Allan enlisted in Saskatoon on August 13, 1941. He stood 5' 10 1/4" tall and weighed 143 pounds. "Average appearance, slender build by wiry. Brilliant student -- well organized mentally. Alert and keen to fly. Calm mature manner. Fond of athletics of all kinds. Best equipped for observer. Suitable for officer material." On his medical forms: "This chap was co-operative, but has been leading a sedentary life consequently exhaustive tests are minimal or below. Should like to see him again in two months." In August 1941: "Excellent cardio-vascular, neuro-muscular and respiratory efficiency. Desired type of material."
He finished No. 7 ITS, Saskatoon, March 28, 1942, No. 2 EFTS, Fort William, June 6, 1942, and No. 1 SFTS, Camp Borden, October 9, 1942. He was sent overseas in late 1942.
By the beginning of January 1943, he was at 17 (P) AFU, then on February 16, 1942, he found himself at 56 OTU. He was transferred to 275 Squadron in May 1943 and was sent to 198 Squadron Maby 23, 1943. He took a special low altitude course in August 1943. In March 1944, he was at 123 Airfield, then to 198 Squadron from 84 GSU in April 1944
In April 1943, at 17(P) AFU, he received a 66% in his flying tests and at ground school: 67%. "Has been sick for some time during the course [influenza] but has worked hard since, and is now well up to standard. Not yet suitable for commission."
In mid-August 1944, Allan was flying in a Typhoon when he was hit by flak over a target area. He baled out and was caught by his legs in the cockpit. He was in the hospital, suffering from shock and contusions of his right leg before taken back to his unit. His leg was swollen and very tender. By August 20, the swelling was going down. The medical officer tried to transport him to England but could not get permission. "Patient says he made 2 crash landings 10 & 9 months ago and would like to have a check x-ray of his spine." He sustained a fracture of his right fibula. "This officer appeared before RCAF Medical Board on September 4, 1944. Fourteen days' leave recommended, the Officer to return for re-board on the termination of leave. He now states that his leg is giving him no trouble." The Board felt that Allan was fit for full duty. "He is very keen to return quickly....states he has been sleeping better in the last two weeks. Appetite good. Mature man qualified as school teacher and then joined up.
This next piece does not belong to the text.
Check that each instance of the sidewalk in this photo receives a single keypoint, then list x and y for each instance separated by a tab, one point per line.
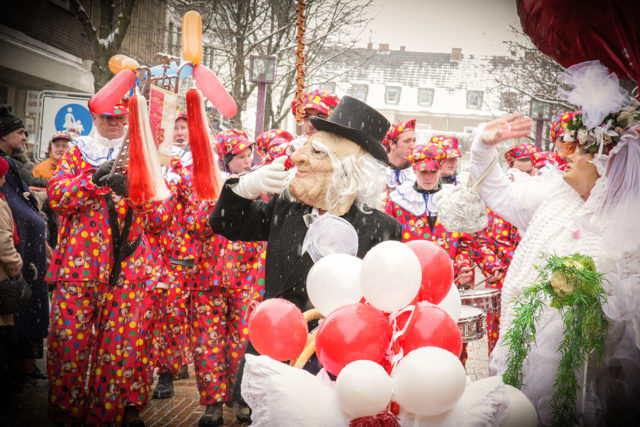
29	408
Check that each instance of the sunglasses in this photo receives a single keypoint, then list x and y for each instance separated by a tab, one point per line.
319	115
Is very keen to get back." As of August 18, 1944, he had 450 hours flying time and 90 hours on Ops.
"On November 3, 1944, the pilots of B-Flight were on call at an early hour that morning. Two sections of four aircraft were to take off together to attack gun positions at 172307 which was east of Flushing and slihgtly south of Veere. The eight Typhoons were lead by F/L Kirsch and took off at 0850 to attack the targets but no definite results were seen. Considerable light and accurate Flak came from around Veere but none of our aircraft were hit. F/O Allen's section was met with much light and accurate Flak from all around the target area. During the first attack F/O Allen was seen to be hit whilst diving on the target. Black smoke began pouring from his engine and he immediately turned and flew towards Zuid-Beveland which is held by allied troops."
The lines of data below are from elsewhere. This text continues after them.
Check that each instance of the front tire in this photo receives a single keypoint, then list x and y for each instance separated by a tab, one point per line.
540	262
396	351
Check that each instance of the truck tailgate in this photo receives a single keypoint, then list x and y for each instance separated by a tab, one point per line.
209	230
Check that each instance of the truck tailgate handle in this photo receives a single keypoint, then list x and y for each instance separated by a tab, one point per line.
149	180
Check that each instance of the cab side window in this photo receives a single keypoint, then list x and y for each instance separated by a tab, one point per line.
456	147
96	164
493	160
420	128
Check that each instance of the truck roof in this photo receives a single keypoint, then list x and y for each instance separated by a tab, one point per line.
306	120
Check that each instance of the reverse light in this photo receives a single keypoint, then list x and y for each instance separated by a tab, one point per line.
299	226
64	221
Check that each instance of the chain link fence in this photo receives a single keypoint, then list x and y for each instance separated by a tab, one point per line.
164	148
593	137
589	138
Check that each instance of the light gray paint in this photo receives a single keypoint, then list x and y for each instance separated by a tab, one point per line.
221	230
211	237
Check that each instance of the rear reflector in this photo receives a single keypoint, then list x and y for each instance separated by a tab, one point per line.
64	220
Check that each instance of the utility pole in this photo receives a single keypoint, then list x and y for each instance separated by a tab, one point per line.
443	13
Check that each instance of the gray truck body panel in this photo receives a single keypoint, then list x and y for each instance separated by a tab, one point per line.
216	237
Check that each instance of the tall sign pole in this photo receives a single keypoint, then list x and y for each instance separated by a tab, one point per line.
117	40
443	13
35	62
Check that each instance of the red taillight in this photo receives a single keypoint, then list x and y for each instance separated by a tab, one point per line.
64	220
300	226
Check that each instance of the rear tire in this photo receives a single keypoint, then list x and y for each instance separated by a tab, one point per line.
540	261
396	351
"Typhoon Mk.1B MN702 of 198 squadron was hit by light Flak near the Sloe area, attacking targets on Walcheren Islands in The Netherlands [attacking gun positions east of Flushing/south of Veere] after which the pilot, F/O James Allan made an emergency landing at Zuid-Beveland and sustained serious injuries."
He died in hospital of his injuries on November 5, 1944. .
Allan earned the DFC. "Flying Officer Allan has taken part in numerous attacks on enemy road and rail transport tanks, radio installations and gun positions. He has led his section with great skill and courage, qualities which have contributed materially to the successes obtained. He has set a fine example to all." London Gazette 8-12-44
From Tisdale, Saskatchewan, Mr. and Mrs. Allan wrote to the Department of National Defence on July 21, 1945. They requested Jimmy's flying hours on active service. "I have heard that he had made three crash landings. He never told us anything of the battle, only that he was fine and would soon be home...And may I thank you and each and everyone who has been instrumental in sending us our son's personal effects. It means so much to us. From the bottom of an aching heart....thank you."
More information can be found in Typhoon and Tempest by Hugh Halliday on pages 24, 25, 179 and 191.